Mr. Nicholson declined comment on the court case involving Ms. Taylor, noting he does not routinely comment on matters before the courts.

“We are in court on a regular basis arguing on the constitutionality of existing laws of this country, and we have indicated we have no plans to reintroduce this within Parliament,” he said.

But lawyer Joe Arvay, acting for Ms. Taylor, said the minister is overreaching.

“Parliament obviously has an important role to play in the political process, but when it comes to determining what our fundamental rights and freedoms are, the court has the last word because the constitution is the supreme law of the land and not Parliament,” he said. “Obviously [Mr. Nicholson]knows Parliament does not have the last word.”

The British Columbia Civil Liberties Association, acting for Ms. Taylor and others, is challenging laws that make it a criminal offence to assist in a suicide. An affidavit says Ms. Taylor was told in January, 2010, that she would likely die within a year, and that she “wants the legal right to die peacefully, at the time of her own choosing, in the embrace of her family and friends.”

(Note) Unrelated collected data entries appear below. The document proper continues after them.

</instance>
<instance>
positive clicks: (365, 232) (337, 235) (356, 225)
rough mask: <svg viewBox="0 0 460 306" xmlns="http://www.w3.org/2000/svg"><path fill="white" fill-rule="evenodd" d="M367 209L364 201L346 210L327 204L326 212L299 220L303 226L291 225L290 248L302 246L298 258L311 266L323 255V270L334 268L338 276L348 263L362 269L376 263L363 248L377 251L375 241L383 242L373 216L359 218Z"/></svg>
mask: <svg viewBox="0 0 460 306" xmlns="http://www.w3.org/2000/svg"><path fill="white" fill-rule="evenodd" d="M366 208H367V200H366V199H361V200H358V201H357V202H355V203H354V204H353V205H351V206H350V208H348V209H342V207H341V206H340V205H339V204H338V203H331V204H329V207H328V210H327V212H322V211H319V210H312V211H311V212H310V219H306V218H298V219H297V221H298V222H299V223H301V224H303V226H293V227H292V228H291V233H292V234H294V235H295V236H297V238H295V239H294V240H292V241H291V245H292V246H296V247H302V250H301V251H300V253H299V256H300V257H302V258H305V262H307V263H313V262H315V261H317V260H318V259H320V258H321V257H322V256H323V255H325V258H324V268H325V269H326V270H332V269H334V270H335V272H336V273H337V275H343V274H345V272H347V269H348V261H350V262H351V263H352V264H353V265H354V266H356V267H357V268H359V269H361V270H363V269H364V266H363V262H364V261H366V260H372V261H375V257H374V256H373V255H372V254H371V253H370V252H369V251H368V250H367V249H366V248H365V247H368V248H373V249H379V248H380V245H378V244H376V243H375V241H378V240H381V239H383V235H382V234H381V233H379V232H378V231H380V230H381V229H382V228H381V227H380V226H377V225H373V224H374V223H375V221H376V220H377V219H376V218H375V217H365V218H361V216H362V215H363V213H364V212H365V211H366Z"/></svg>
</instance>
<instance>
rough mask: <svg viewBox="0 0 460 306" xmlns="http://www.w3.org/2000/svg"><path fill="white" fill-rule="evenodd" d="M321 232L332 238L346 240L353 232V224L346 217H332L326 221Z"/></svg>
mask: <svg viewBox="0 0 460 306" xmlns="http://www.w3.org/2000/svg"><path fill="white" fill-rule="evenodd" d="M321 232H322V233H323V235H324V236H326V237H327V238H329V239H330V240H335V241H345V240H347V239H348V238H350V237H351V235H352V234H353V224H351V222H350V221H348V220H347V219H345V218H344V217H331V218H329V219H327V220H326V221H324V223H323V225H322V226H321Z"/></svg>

The B.C. Supreme Court accepted Mr. Arvay’s appeal for an expedited trial on the matter – specifically, he asked for a trial this fall – overruling appeals by Ottawa and B.C. which were seeking more time to prepare for the case. The trial is likely to run from the fall into December.

The decision is expected to be appealed to the Supreme Court of Canada. But Mr. Arvay said that, if he wins in B.C., Ms. Taylor could receive assistance from a physician in ending her life while awaiting the appeal process.